Время шло, жизнь продолжалась, а кенигсбергский мичман так и не появился в Питере со своими обещаниями перед Пашей, а она ждала его, ждала терпеливо, опухая от слёз и переживаний в надежде, что увезет он её невестой и будет катать по своему морю на катере, как обещал.

Некоторые товарки жалели Пашу, но что делать. Видать, амурик полосатый поматросил и бросил. Деться было некуда, шамать стало не на что, и Паша Ничейная снова пошла по рукам. Закончилась для неё весна жизни.

К концу лета случилась трагедия — выяснилось, что больна она дурной болезнью. Причем узнала Паша о ней спустя два месяца после блаженств со своим матрогоном. Узнала от двух клиентов, которых заразила, того не ведая. Подловили они её в парке Ленина и побили прилюдно. Никто из парколенинского народа, поняв, в чём дело, не заступился за малолетку.

От такой страшной неожиданности стала Паша лицом чернеть да телом чахнуть, и жизнь её превратилась, выражаясь Аришкиным языком, в полную муйню. После долгих больничных мытарств да доставшихся ей от людей унижений и позора некрепкая головка девчонки стала постепенно сдвигаться.

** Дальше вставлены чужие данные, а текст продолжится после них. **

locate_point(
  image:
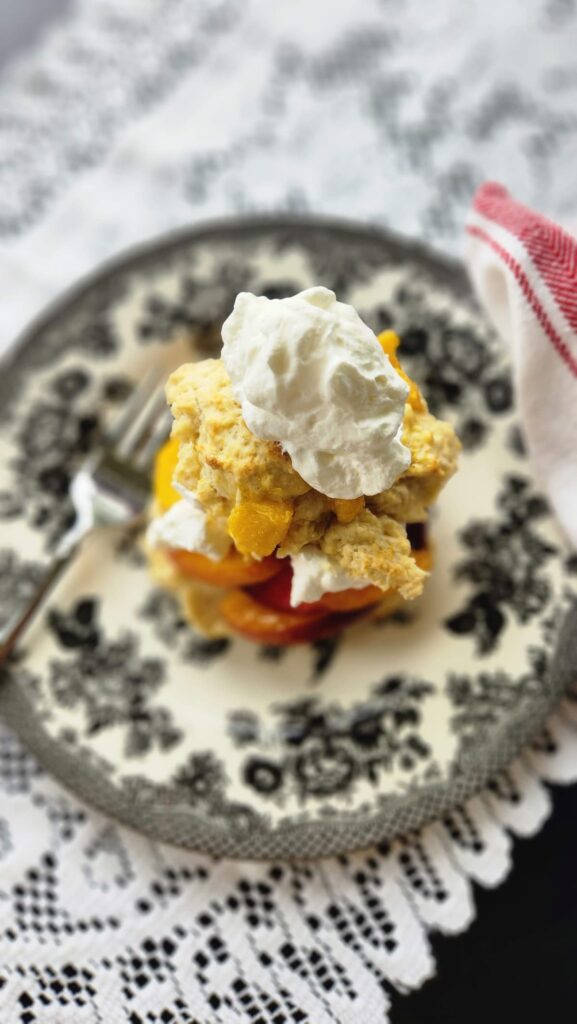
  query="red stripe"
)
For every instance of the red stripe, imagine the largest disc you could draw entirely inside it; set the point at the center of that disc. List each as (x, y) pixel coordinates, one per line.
(552, 251)
(527, 290)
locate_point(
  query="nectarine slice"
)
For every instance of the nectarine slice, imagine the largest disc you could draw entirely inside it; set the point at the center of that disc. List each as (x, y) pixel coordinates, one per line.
(233, 570)
(255, 622)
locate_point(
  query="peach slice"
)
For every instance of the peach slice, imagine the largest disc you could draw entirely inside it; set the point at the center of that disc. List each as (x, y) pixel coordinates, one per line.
(165, 465)
(389, 342)
(233, 570)
(256, 527)
(275, 594)
(262, 625)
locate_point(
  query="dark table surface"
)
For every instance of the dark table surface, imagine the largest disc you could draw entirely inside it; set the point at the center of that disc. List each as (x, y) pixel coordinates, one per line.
(518, 962)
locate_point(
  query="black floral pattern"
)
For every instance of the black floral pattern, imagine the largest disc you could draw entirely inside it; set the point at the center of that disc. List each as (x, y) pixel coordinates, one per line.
(455, 367)
(109, 681)
(483, 700)
(327, 749)
(314, 757)
(199, 306)
(505, 565)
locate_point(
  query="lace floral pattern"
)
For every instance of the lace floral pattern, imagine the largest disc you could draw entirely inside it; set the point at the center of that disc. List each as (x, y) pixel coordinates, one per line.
(96, 922)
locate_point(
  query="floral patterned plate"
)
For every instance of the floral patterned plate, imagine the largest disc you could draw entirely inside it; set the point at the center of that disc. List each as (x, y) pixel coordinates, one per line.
(258, 752)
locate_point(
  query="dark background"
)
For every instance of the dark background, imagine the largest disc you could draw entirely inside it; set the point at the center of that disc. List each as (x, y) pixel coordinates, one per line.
(518, 962)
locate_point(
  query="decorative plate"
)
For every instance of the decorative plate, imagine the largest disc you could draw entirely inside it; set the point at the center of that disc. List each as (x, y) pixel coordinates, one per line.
(259, 752)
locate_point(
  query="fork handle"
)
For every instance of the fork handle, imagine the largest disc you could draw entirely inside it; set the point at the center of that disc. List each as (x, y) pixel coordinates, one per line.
(16, 626)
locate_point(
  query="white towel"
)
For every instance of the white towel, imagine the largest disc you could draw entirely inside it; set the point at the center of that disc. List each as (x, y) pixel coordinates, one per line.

Поздней осенью в Анна-Нюркиной прачечной по Гулярной улице произошла сходка малолетних парколенинских марушек, где было постановлено сочувствующим горю большинством предать немецкую куклу огню у стен Петропавловки, на берегу Большой Невы, против Дворцовой набережной, — на месте первой Пашиной повязки с амурным матросиком.

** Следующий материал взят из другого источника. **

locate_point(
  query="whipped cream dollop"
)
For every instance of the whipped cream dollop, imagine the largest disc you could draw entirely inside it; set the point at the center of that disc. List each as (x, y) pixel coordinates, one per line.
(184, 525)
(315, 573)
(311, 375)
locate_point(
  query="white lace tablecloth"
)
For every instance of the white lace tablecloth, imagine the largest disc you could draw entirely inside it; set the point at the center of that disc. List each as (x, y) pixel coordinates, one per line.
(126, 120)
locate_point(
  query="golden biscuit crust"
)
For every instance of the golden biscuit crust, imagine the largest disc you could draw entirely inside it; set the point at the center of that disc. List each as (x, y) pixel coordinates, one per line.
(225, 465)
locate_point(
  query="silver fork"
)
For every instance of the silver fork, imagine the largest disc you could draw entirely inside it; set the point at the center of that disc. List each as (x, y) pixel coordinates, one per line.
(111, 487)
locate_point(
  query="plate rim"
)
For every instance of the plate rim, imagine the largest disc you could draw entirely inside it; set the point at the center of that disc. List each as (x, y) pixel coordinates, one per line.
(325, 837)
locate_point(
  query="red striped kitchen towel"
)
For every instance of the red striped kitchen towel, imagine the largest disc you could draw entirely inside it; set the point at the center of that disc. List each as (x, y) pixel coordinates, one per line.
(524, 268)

В день первого снега стая суровых, закутанных в тёмные шмотки девчонок собралась у мрачных гранитных стен Петропавловской крепости на хорошо знакомом пляже, в ту пору года пустом и безмолвном. Паша с замотанной в шаль куклой почти силком была приведена на пляж и находилась под патронажем двух подружек-тезок Анна-Нюрок.

Из сухого невского топляка и тополиных сучьев почти у самой стены крепости Аришка по всем законам кострового искусства, приобретённого ею в колонии, сложила четырехугольную колоду, спокойно взяла из рук онемевшей Пашки жертву-куклу и, освободив её от шали, поставила внутрь кострища. Не спеша уложила вокруг «невесты» сухую траву и смятую «Комсомольскую правду» для запала и, прежде чем поджечь ритуальное сооружение, толкнула речугу перед вздрогнувшими промокашками: «Девки, мы пришли сюда исполнить постановление сходки — сжечь немецкую шлюху, принёсшую горе нашей товарке, и пожелать гореть всю жизнь её дарителю — кенигсбергскому матросу-венику так же хорошо, как сгорит сейчас перед нами эта сука. Смерть фашистской нечисти! Ура!» И, чиркнув зажигалкой, сделанной из гильзы пулеметного патрона, подожгла запал. «Ура! Ура!» — подхватила стая промокашек, окружившая кольцом кострище.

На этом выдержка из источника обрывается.